4. Create a new cell, and use the approprite statistical test to compare the expression patterns of the following pairs: Hint: In R, the functions t.test() and wilcox.test() may be useful to you.

a. geneA vs geneB

b. geneA vs geneC

c. geneB vs geneC

d. geneB vs geneD

Outside the code chunks, write down what statistical test you use in the analysis and what results you get. Write your answers in a markdown cell in your new notebook.

5a. Now, make sure you hit the save button on your jupyter notebook!

5b. Download your ipython notebook file as an html file. To accomplish this, go to the "File" menu and select "Download as", and select HTML.

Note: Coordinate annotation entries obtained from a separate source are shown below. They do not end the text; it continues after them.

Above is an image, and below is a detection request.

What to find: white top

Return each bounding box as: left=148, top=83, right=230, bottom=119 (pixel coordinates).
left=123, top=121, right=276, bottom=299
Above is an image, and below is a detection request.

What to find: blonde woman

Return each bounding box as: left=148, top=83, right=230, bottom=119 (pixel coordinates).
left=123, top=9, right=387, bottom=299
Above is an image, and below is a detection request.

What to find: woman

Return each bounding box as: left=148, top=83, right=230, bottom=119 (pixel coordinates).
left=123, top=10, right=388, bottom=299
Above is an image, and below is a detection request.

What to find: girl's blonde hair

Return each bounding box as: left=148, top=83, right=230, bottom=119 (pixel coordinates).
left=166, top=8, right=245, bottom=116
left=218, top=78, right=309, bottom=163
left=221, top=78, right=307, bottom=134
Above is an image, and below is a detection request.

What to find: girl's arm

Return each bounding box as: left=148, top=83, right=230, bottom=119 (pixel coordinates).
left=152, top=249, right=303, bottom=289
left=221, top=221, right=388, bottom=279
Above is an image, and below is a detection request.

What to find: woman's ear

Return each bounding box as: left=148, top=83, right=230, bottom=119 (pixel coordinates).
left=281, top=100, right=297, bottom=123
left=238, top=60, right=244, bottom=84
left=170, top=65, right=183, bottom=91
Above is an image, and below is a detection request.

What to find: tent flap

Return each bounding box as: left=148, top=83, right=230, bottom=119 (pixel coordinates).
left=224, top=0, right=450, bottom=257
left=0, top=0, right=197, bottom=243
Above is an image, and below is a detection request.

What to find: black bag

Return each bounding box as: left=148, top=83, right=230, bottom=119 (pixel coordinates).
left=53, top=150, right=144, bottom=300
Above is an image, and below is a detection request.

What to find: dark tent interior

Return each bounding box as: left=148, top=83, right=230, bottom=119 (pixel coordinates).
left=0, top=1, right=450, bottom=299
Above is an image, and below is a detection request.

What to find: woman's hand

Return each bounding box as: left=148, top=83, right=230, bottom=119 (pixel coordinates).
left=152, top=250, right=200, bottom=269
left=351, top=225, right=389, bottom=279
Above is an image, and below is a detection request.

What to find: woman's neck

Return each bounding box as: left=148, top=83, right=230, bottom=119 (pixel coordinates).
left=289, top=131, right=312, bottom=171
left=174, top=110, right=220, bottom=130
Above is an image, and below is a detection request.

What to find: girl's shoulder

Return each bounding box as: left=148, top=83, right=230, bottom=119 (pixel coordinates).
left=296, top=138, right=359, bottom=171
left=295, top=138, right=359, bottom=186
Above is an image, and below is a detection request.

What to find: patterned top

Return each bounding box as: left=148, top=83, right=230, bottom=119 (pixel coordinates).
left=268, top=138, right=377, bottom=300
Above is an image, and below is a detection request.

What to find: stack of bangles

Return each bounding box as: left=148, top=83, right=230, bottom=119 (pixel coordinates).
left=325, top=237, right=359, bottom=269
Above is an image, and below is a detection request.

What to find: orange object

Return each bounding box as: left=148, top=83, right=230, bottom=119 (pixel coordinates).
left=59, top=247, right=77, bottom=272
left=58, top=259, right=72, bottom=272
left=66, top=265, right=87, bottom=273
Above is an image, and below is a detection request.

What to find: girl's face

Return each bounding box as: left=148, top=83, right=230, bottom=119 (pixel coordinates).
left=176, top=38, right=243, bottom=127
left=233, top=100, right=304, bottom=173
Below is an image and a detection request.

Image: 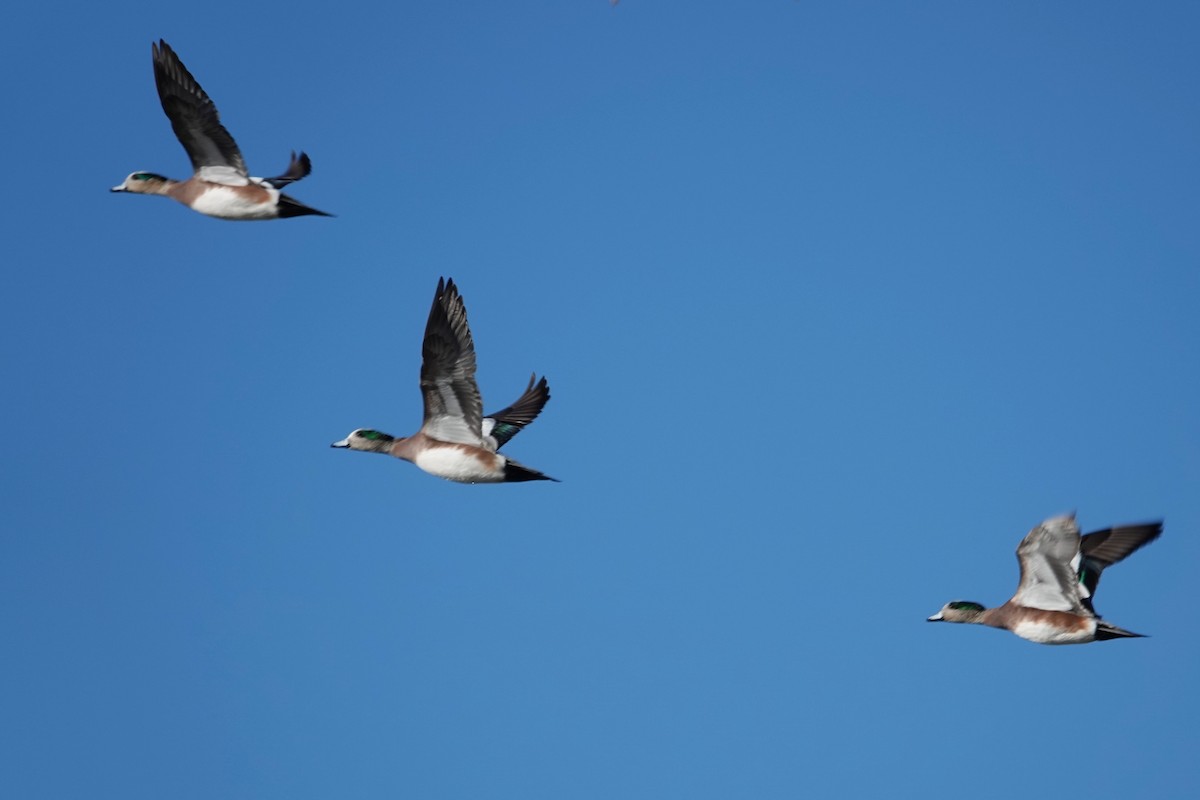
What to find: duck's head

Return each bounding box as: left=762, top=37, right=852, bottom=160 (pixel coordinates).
left=925, top=600, right=984, bottom=622
left=109, top=173, right=170, bottom=194
left=329, top=428, right=396, bottom=452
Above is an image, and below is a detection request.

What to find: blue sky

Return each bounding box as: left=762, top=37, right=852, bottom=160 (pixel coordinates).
left=0, top=0, right=1200, bottom=800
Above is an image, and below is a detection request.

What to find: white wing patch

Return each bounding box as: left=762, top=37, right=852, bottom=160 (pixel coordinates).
left=196, top=164, right=253, bottom=186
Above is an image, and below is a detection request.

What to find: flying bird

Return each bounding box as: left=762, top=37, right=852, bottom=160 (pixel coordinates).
left=330, top=278, right=558, bottom=483
left=112, top=40, right=334, bottom=219
left=929, top=515, right=1163, bottom=644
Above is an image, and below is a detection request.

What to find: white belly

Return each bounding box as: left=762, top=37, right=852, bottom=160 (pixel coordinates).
left=413, top=447, right=504, bottom=483
left=192, top=186, right=280, bottom=219
left=1012, top=620, right=1096, bottom=644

Open in up in a web browser. As you can see, it looks very similar to the code in the jupyter notebook, except that you can not edit it.

5c. Next, upload the HTML back into your directory. .html files can be opened by any web browser. Therefore, this html file can be useful for sharing your results with anyone who does not have jupyter installed on their computer. You can also download jupyter notebooks as .pdf files if you have jupyter installed on your own computer. However, the pdf convertor does not always work on CoCalc.

6. Finally, create a new cell, and in R, call the sessionInfo() command. This command gives you a snapshot of the versions of libraries and various tools that you have installed (and run). Useful for reproducibility!